In sostanza si stanno creando le medesime condizioni, ma ben più gravi, che portarono alle proteste di Gezi Park: il disagio sociale serpeggia tra lavoratori e giovani e attende solo la scintilla per trasformarsi in esplosione. Non è semplice convincere i cittadini che non ci sono fondi per stipendi e servizi, mentre il governo invece li stanzia a cuor leggero per infrastrutture faraoniche di dubbia utilità come il secondo ponte sul Bosforo, o per comodità presidenziali come l’Air Force One acquistato di seconda mano dai paesi del Golfo o come la “Casa Bianca” di Erdogan da mille camere. Senza contare le spese militari sostenute in Siria e in Libia che incidono, al pari di quelle diplomatiche, su un bilancio pubblico che appare sempre più instabile. E a poco serve, come contraltare, il fatto che Erdogan punti all’Africa come ad un potenziale nuovo cliente a cui vendere i suoi droni. Non saranno quelle pur interessanti commesse a trainare il settore del welfare che perde costantemente pezzi, in un momento in cui si moltiplicano le voci di un possibile gesto forte da parte di Erdogan, che vede i sondaggi in calo e il malcontento popolare alle stelle. Per la prima volta i sondaggi indicano che il partito del premier Akp uscirebbe sconfitto alle elezioni dai kemalisti del Chp in una colazione con liberali e curdi.

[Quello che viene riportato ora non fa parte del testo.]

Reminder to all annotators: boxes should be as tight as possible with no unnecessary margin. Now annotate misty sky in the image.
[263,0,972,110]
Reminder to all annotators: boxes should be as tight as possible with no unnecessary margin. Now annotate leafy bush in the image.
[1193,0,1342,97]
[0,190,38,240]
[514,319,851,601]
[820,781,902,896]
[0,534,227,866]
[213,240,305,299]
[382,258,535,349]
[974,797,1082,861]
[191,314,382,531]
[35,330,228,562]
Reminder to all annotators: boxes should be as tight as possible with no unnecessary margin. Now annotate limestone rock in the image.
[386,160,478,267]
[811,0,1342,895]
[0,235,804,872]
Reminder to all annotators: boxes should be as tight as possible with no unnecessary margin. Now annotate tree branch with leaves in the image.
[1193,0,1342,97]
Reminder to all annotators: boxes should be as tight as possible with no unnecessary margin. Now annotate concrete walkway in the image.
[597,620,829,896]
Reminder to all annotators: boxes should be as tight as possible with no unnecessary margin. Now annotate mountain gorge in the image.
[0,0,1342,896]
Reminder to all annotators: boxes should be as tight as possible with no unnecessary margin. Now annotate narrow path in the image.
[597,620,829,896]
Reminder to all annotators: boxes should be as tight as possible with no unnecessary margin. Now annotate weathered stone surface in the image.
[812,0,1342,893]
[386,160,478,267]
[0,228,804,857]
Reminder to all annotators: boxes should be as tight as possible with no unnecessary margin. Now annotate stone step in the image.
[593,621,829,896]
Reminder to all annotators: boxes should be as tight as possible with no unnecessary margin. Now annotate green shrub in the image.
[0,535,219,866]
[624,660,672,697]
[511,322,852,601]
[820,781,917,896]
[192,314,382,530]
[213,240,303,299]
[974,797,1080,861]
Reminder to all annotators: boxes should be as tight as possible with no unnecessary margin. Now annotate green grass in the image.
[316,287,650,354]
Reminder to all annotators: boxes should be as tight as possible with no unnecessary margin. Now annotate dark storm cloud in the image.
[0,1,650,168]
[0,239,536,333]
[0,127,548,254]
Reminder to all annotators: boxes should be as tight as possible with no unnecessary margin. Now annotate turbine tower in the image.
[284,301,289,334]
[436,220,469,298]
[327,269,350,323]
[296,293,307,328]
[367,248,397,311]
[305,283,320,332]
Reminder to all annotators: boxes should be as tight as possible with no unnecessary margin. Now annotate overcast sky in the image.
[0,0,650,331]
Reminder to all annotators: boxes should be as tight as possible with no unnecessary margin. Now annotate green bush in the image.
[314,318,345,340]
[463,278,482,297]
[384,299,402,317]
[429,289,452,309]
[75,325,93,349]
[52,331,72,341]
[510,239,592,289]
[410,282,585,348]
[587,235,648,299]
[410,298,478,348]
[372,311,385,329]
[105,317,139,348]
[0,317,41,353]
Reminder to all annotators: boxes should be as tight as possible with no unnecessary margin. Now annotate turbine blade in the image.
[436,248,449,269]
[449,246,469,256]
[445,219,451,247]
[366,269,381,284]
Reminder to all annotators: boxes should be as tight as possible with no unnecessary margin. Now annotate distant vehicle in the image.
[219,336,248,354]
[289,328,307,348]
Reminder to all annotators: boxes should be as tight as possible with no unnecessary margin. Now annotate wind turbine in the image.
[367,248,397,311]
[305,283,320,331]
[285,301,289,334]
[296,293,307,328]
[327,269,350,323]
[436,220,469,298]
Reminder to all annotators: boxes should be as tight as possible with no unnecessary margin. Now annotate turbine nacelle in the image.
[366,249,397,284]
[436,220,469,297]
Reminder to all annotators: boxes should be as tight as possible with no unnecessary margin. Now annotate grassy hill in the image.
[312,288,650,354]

Certo, gli aiuti esterni non mancano. Il Qatar continua ad incarnare il ruolo di finanziatore, mentre dall’Ue arriva un altro assegno sul Bosforo da 560 milioni di euro, per sostenere iniziative di istruzione inclusiva di qualità, compreso l’accesso all’istruzione superiore tramite borse di studio, per i rifugiati in Turchia e per la protezione delle frontiere, sommandosi ai 3 miliardi di euro annunciati dal presidente della Commissione Ursula Von der Leyen nel giugno 2021, per mantenere il sostegno dell’UE ai rifugiati in Turchia fino al 2023. Ma non potranno essere queste fiches esterne a raddrizzare un quadro che appare complesso e, probabilmente, già alquanto compromesso.